Causes of Deformed Feet.
The tight shoe or boot, too narrowly toed, is exclusively responsible for that painful affection, ingrowth of the toe-nail. If treated in time, it can be easily and simply cured. All that is necessary is to scrape down the nail until it becomes quite thin, and then cut the projecting edge of it in a semilunar form, with its concavity looking outward from the foot. The nail of the great toe should always be thus pared, care being taken not to clip the angles. This causes it to grow toward the centre, and shrink from the tender flesh at the sides. Chloroform now happily fulfills the service for the rendering of which this awkward process was barely a pretext. Though the operation has thus become painless to the insensible patient, it has lost none of its horror to the spectator. The surgeon, grasping the toe, thrusts the sharp-pointed blade of a pair of scissors under the nail as far as it will go, and then, cutting it in two, tears out each half with a pair of pincers from the quivering flesh in which it has been long imbedded.
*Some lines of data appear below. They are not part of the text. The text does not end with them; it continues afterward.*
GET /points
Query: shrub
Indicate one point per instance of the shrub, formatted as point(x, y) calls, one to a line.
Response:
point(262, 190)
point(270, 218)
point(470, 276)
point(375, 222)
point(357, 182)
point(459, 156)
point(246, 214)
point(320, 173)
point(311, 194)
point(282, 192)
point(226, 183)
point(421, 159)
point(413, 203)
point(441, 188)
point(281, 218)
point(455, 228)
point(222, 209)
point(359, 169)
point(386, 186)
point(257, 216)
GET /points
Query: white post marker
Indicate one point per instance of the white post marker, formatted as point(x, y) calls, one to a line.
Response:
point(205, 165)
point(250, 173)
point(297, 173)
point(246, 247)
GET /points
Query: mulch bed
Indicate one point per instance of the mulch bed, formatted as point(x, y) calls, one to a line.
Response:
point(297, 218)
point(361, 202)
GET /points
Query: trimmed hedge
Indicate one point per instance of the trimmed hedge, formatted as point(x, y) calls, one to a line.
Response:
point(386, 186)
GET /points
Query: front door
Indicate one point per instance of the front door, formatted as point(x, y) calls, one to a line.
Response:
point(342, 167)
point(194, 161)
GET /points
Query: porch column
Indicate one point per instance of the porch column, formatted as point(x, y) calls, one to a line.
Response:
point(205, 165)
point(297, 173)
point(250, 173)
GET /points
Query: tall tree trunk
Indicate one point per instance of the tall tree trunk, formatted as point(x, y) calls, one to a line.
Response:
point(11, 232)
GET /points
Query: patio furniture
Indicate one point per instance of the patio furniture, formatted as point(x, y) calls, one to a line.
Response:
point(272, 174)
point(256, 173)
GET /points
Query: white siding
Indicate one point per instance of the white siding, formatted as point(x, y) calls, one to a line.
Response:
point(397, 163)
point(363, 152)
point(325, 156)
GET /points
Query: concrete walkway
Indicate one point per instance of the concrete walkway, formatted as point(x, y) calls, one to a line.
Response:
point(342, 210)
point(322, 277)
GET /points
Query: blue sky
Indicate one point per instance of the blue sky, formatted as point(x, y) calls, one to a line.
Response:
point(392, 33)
No one, not even the slave of fashion, should submit to any form of the boot or shoe other than the broad-toed, which is fortunately now in vogue.
The foot, like the hand, is subject to the infirmity of excessive perspiration. It is to be remedied by the same general and local treatment. The habitual daily washing of the feet should be with cold rather than with warm water, and a powder of starch or arrowroot, which it would be well to perfume with bitter almonds, orris, or some other no more intrusive odor, should be sprinkled in the inside of the stocking.